High-Rank Irreducible Cartesian Tensor Decomposition and Bases of Equivariant Spaces

Irreducible Cartesian tensors (ICTs) play a crucial role in the design of equivariant graph neural networks, as well as in theoretical chemistry and chemical physics. Meanwhile, the design space of available linear operations on tensors that preserve symmetry presents a significant challenge. The ICT decomposition and a basis of this equivariant space are difficult to obtain for high-rank tensors. After decades of research, Bonvicini (2024) has recently achieved an explicit ICT decomposition for $n=5$ with factorial time/space complexity. In this work we, for the first time, obtain decomposition matrices for ICTs up to rank $n=9$ with reduced and affordable complexity, by constructing what we call path matrices. The path matrices are obtained via performing chain-like contractions with Clebsch-Gordan matrices following the parentage scheme. We prove and leverage that the concatenation of path matrices is an orthonormal change-of-basis matrix between the Cartesian tensor product space and the spherical direct sum spaces. Furthermore, we identify a complete orthogonal basis for the equivariant space, rather than a spanning set (Pearce-Crump, 2023b), through this path matrices technique. Our method avoids the RREF algorithm and maintains a fully analytical derivation of each ICT decomposition matrix, thereby significantly improving the algorithm's speed to obtain arbitrary rank orthogonal ICT decomposition matrices and orthogonal equivariant bases.

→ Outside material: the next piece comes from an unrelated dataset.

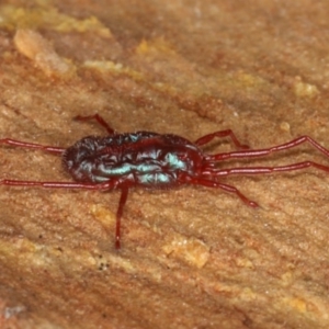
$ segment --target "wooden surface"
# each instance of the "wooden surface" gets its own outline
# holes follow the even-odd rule
[[[327,1],[1,1],[0,136],[66,147],[118,132],[264,148],[329,147]],[[218,140],[207,152],[234,146]],[[309,146],[220,168],[329,159]],[[60,159],[0,148],[2,178],[70,181]],[[328,328],[329,174],[120,191],[1,186],[1,328]]]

We further extend our result to the arbitrary tensor product and direct sum spaces, enabling free design between different spaces while keeping symmetry. The Python code is available at https://github.com/ShihaoShao-GH/ICT-decomposition-and-equivariant-bases, where the $n=6,\dots,9$ ICT decomposition matrices are obtained in 1s, 3s, 11s, and 4m32s on 28-core Intel(R) Xeon(R) Gold 6330 CPU @ 2.00GHz, respectively.